Moreover, ABX464 stands out in the landscape of rheumatoid arthritis treatments, especially given that it has shown promising outcomes in ulcerative colitis. Unlike JAK inhibitors, TNF-alpha blockers, and interleukins, which have multiple candidates competing for market share, ABX464 is the only medication currently being explored with this specific mechanism of action. As Abivax considers advancing to the next phase, ABX464 could be a key player in the evolving treatment landscape for rheumatoid arthritis.

Another drug making waves in the rheumatoid arthritis arena is Zunsemetinib (ATI-450) from Aclaris Therapeutics. This novel oral MK2 inhibitor initially showed promise, outperforming JAK inhibitors in terms of both efficacy and safety during Phase II trials.
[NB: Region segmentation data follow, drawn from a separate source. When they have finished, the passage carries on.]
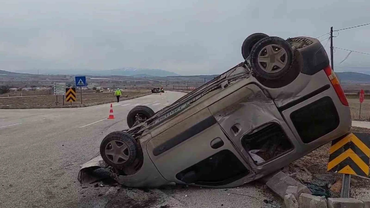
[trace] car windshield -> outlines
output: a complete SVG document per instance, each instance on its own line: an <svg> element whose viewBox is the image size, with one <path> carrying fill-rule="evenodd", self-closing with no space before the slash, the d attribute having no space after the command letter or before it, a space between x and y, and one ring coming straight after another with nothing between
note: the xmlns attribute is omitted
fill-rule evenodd
<svg viewBox="0 0 370 208"><path fill-rule="evenodd" d="M158 112L148 121L153 124L157 123L171 116L177 114L186 108L190 104L205 95L221 87L222 83L245 77L250 71L248 64L242 63L213 80L202 85L196 90L185 95L170 105Z"/></svg>

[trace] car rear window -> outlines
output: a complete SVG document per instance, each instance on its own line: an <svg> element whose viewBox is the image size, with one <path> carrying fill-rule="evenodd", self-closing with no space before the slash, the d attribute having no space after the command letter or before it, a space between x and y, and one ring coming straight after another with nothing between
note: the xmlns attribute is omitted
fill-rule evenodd
<svg viewBox="0 0 370 208"><path fill-rule="evenodd" d="M339 116L332 98L325 97L293 111L290 119L305 144L330 133L339 125Z"/></svg>
<svg viewBox="0 0 370 208"><path fill-rule="evenodd" d="M258 165L268 162L293 148L281 126L275 122L267 124L244 135L241 142Z"/></svg>

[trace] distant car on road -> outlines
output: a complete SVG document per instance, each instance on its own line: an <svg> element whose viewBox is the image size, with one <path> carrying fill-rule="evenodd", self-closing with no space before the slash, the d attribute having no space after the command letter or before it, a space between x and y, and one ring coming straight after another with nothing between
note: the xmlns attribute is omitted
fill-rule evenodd
<svg viewBox="0 0 370 208"><path fill-rule="evenodd" d="M80 181L110 167L128 187L236 187L349 132L348 103L318 40L256 33L242 50L242 62L159 111L132 108L130 128L102 140Z"/></svg>
<svg viewBox="0 0 370 208"><path fill-rule="evenodd" d="M152 89L152 93L159 93L161 92L161 90L159 88L153 88Z"/></svg>
<svg viewBox="0 0 370 208"><path fill-rule="evenodd" d="M101 87L97 87L96 89L95 90L95 93L102 93L103 92L103 88Z"/></svg>

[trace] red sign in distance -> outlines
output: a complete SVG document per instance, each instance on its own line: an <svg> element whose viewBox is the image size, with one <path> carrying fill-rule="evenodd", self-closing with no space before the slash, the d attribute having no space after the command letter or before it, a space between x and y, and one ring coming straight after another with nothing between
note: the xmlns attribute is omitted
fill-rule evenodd
<svg viewBox="0 0 370 208"><path fill-rule="evenodd" d="M361 90L360 91L360 102L361 103L364 101L364 98L365 97L364 93L364 90L361 89Z"/></svg>

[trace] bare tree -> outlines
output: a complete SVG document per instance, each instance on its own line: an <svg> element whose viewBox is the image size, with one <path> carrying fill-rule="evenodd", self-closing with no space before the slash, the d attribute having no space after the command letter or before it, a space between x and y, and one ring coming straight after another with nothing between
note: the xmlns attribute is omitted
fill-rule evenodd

The convenience of oral administration offers a significant advantage over biological DMARDs, making it an attractive option for patients.
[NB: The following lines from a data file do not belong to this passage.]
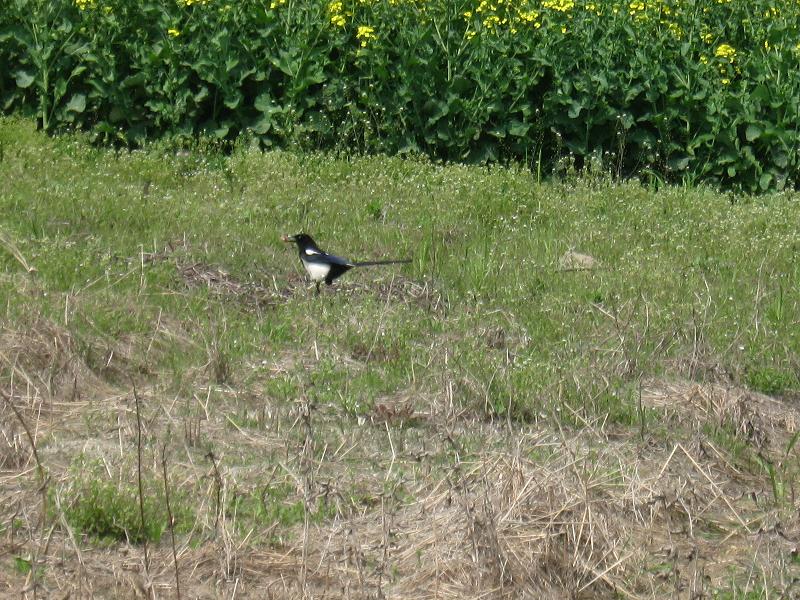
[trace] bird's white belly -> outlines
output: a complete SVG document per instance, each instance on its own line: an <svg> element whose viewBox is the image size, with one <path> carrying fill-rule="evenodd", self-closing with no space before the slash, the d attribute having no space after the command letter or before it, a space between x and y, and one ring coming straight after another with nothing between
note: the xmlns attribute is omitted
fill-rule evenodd
<svg viewBox="0 0 800 600"><path fill-rule="evenodd" d="M303 261L303 266L306 268L306 273L313 281L322 281L331 270L330 265L325 263L312 263Z"/></svg>

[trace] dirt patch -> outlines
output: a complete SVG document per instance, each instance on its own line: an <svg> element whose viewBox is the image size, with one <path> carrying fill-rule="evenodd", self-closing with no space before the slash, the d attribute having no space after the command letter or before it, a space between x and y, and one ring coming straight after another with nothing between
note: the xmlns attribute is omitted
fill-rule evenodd
<svg viewBox="0 0 800 600"><path fill-rule="evenodd" d="M773 453L784 452L800 430L800 408L794 403L732 385L650 380L642 384L642 403L683 423L726 426Z"/></svg>

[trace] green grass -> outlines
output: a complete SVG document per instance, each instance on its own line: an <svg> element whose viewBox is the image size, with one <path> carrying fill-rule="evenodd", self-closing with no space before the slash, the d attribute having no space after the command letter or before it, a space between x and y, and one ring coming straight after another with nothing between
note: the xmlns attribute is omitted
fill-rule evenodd
<svg viewBox="0 0 800 600"><path fill-rule="evenodd" d="M10 120L0 142L2 228L37 269L38 291L34 304L19 293L21 265L0 253L0 306L6 318L66 317L90 364L102 359L98 340L149 342L161 315L185 339L160 340L146 357L137 347L143 370L178 373L213 346L230 371L219 375L236 380L248 358L316 344L325 360L299 375L302 385L323 402L347 393L353 412L453 371L476 405L503 412L512 398L524 414L550 406L567 371L579 381L562 400L575 404L586 390L616 393L607 382L679 372L692 356L766 393L798 388L800 209L788 194L731 201L603 177L538 185L514 169L245 147L230 157L168 146L115 153ZM349 273L321 298L294 290L264 309L187 289L175 268L202 262L286 289L301 273L279 236L300 230L355 258L413 261ZM170 245L164 260L142 262ZM600 268L561 270L570 249ZM406 281L427 286L437 305L385 301L381 290ZM353 373L341 358L364 358L365 348L373 357ZM601 396L581 409L607 404Z"/></svg>
<svg viewBox="0 0 800 600"><path fill-rule="evenodd" d="M248 544L280 545L302 540L304 522L394 510L530 430L600 432L581 468L609 494L628 476L606 454L613 434L663 451L656 473L677 441L694 452L701 436L758 478L774 500L763 510L794 497L795 469L780 462L794 442L768 456L735 415L698 426L675 416L688 404L640 405L654 378L797 398L794 195L602 174L540 184L523 169L244 145L115 152L14 119L0 121L0 145L0 376L46 379L56 425L58 411L80 415L40 438L53 473L102 442L89 454L103 469L61 469L53 484L79 531L135 531L131 381L144 390L147 481L163 489L164 444L176 528L193 547L232 521ZM351 271L316 296L280 241L299 231L354 259L412 262ZM570 268L570 251L597 266ZM563 449L515 452L548 465ZM330 496L304 498L309 478ZM153 497L144 537L163 545Z"/></svg>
Phase II results indicated that Zunsemetinib maintained a clean safety profile, avoiding major side effects commonly associated with standard treatments like TNF-alpha blockers and JAK inhibitors, such as infections, venous thromboembolism (VTE), or pulmonary embolism (PE). However, the trial encountered a significant setback. In November 2023, Aclaris announced that its Phase II study failed to meet the primary endpoint of ACR20 response at both the 20 mg and 50 mg doses. Additionally, the trial did not achieve any secondary endpoints, showing no significant differentiation between Zunsemetinib and placebo across all efficacy measures at Week 12.
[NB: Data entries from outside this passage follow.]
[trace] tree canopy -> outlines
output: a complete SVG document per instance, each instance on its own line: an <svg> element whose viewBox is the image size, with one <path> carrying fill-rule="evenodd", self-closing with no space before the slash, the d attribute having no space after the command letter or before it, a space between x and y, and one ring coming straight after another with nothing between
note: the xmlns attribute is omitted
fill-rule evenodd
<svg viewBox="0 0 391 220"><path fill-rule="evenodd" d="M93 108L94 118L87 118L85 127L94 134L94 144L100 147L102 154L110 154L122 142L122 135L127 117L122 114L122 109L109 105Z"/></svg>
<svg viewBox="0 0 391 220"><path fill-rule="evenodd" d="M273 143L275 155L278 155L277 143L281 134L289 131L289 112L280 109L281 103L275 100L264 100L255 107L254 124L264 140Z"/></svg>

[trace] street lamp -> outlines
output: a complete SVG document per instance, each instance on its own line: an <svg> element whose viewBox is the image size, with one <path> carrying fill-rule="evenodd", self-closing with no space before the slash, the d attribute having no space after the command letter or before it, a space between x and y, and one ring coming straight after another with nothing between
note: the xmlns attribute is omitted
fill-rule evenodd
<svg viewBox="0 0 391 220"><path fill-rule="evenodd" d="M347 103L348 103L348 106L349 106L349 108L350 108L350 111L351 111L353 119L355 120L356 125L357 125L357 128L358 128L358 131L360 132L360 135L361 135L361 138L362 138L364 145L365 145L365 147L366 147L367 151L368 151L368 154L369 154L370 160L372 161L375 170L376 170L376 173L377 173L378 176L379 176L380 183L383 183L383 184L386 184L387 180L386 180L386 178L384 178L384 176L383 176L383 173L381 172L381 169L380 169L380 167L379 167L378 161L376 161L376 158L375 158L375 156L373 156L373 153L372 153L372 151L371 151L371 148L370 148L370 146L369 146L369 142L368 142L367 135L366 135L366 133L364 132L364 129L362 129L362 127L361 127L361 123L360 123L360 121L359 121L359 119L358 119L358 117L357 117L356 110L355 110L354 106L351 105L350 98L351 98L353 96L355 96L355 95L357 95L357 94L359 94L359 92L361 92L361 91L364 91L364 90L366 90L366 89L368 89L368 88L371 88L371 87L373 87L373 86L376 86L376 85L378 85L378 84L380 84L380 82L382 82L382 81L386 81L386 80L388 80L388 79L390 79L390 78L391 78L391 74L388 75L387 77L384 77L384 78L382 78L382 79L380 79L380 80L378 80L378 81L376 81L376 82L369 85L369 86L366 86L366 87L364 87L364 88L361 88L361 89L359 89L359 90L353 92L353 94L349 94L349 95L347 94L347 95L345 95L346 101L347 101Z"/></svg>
As a consequence, Aclaris is halting further development of Zunsemetinib and discontinuing recruitment for a Phase IIa study in patients with psoriatic arthritis. Following the release of this disappointing data, Aclaris’s stock price plummeted over 86% in one day, pushing it into the penny stock range. While Aclaris Therapeutics remains hopeful for another chance with its MK2 inhibitor, the reality is that nearly half of the biotech company’s workforce may face uncertainty in the aftermath of this setback.

No doubt Rheumatoid arthritis drug pipeline looks quite encouraging, however, the launch of generics drugs is expected to dampen the revenue of the RA market. Biosimilars of drugs like HUMIRA, and XELJANZ that are on the cusp of adorning the Rheumatoid arthritis market are expected to hit the market size growth. Nevertheless, a horde of therapies is under different stages of clinical investigations that are expected to get launched in the next decade, thereby, significantly impacting the Rheumatoid arthritis market size growth during the forecast period of 2020–2034.